No plenário da conferência, o presidente da Venezuela, Hugo Chávez, aproveitou para discursar e culpar o capitalismo pela atual situação climática. “Os ricos estão destruindo o planeta”, disse. Chávez, que foi um dos primeiros chefes de Estado a chegar à COP-15, aludiu à ausência de seu colega americano Barack Obama, que só chega na sexta-feira. “Pode-se dizer que um fantasma percorre as ruas de Copenhague e acho que ele anda entre nós, nesta sala, um fantasma espantoso que quase ninguém quer nomear é o capitalismo”, afirmou, enfatizando a responsabilidade dos países industrializados no aquecimento global.
“Mãe Terra”
Já o presidente boliviano, Evo Morales, anunciou que está promovendo com as Nações Unidas a aprovação de uma Declaração Universal dos Direitos da Mãe Terra, assim como a criação de um tribunal de justiça climática. Assim, afirmou, “os países com industrialização irracional pagarão a dívida que têm para com o planeta”. “Venho, em nome dos povos indígenas que sempre viveram em harmonia com a natureza, defender os direitos da Mãe Terra”, disse.
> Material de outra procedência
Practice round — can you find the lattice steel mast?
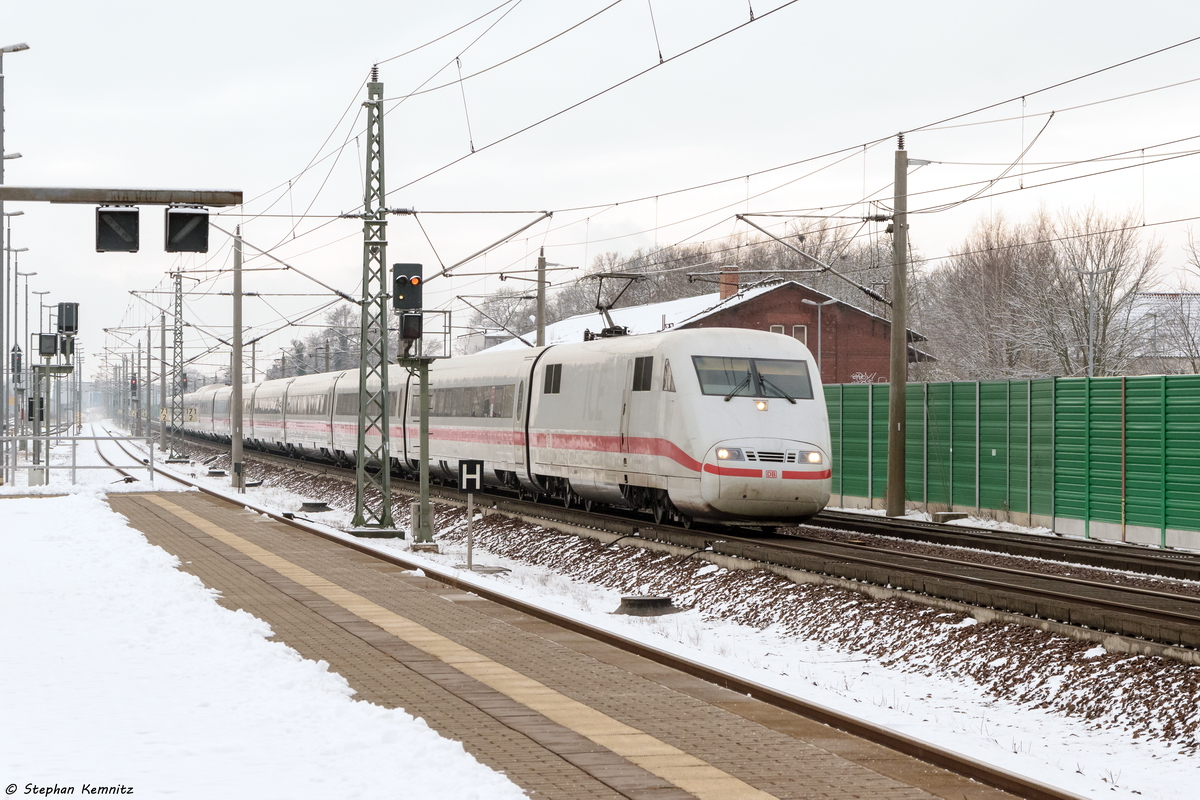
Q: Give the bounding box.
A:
[353,67,396,530]
[170,272,184,455]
Do lado de fora do Bella Center, a confusão foi entre manifestantes e policiais. Mais de 100 pessoas foram presas, quando tentavam avançar em direção à sede da conferência. “Nosso objetivo é entrar no Bella Center por outras vias e sem violência”, declarou Peter Nielsen, porta-voz dos ativistas. Porém, a polícia não permitiu. Entre 700 e 800 pessoas tentaram avançar até a entrada da conferência, mas enfrentaram um grande dispositivo policial. Os manifestantes se dispersaram para tentar desorganizar as forças, mas não conseguiram. Depois de uma rápida confusão e do uso de gás lacrimogêneo, eles foram detidos, algemados e colocados no chão.
1 – Ajuda para florestas
Austrália, França, Japão, Noruega, Inglaterra e Estados Unidos anunciaram uma ajuda imediata de US$ 3,5 bilhões em três anos para a luta contra o desflorestamento, responsável por 20% das emissões mundiais de gases de efeito estufa. Em comunicado comum, os seis explicam que esperam, dessa forma, “vencer e, se possível, derrubar o desmatamento nas nações em desenvolvimento”.